Il leur avait alors tourné le dos pour terminer sa nuit, leur promettant d'effectuer des déplacements jusqu'à trouver un quelconque indice sur cette vision du futur. Un petit voyage dans le temps n'avait jamais fait de mal à personne… c'était une blague bien sûr, son corps d'adolescent lui rappelait sans cesse.
Et voilà qu'il se retrouvait, en plein hiver, dans cette petite ville du Minnesota. Les sauts dans le temps l'avaient fait traverser les saisons mais c'était bien la pire destination. Il n'était vêtu que de son costume et la neige tombante ne faisait pas son affaire. Il y avait plutôt intérêt à ce qu'il trouve ne serait-ce qu'un brin de vérité de la vision ici sinon c'était simple : il rentrerait à son époque ou plutôt celle qu'il avait quittée et il ferait encore une leçon à Klaus.
Rapidement, il parcourut toute la ville mais sans succès. Il sentit l'agacement l'envahir, tant de risques pour rien. Il aurait bien mieux fait de se croire car lui seul savait qu'il avait toujours raison… ou presque.
Il ne sut pas ce qui traversait son esprit ou s'il s'agissait d'un instinct inconscient ou tout simplement un pur hasard. Mais il choisit d'approfondir sa recherche aux bois entourant cette ville pourtant banale. Il quitta la ville et s'enfonça à travers les arbres.
Ses chaussures étaient désormais humides. Five secouait régulièrement ses pieds pour retirer la neige qui s'y accumulait. Il serra ses mains et souffla dans leur creux pour les réchauffer. Bon au point où il en était, pourquoi pas effectuer des bonds dans l'espace.

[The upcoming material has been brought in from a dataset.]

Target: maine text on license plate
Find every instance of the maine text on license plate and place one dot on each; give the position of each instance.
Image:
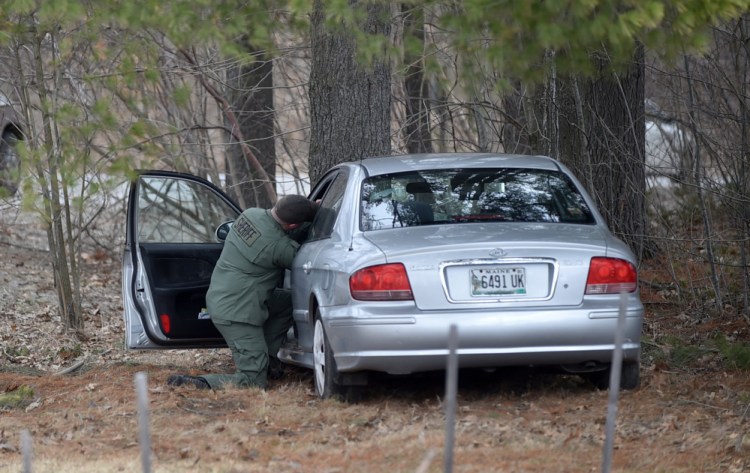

Au fur et à mesure de son avancée, il commença à se gratter les bras puis le cou. Tout son corps le démanger.
Il s'arrêta subitement : psychose paradoxale.
Peu importait ce qu'il cherchait, il savait qu'une autre version de lui se trouvait ici et plus il avançait plus il s'en approchait. Alors il poursuivit son chemin souhaitant répondre à cette question : que faisait-il au Minnesota en plein milieu des bois ?
C'était une parfaite piste, il devait l'admettre. Mais la psychose se faisait de plus en plus forte, il mourrait de soif ! Il aurait pu boire l'océan Atlantique filtré de son sel à cet instant même. Cependant, il n'eut plus à faire des kilomètres car il aperçut de la lumière. Il n'avait pu qu'à se concentrer et… il était devant.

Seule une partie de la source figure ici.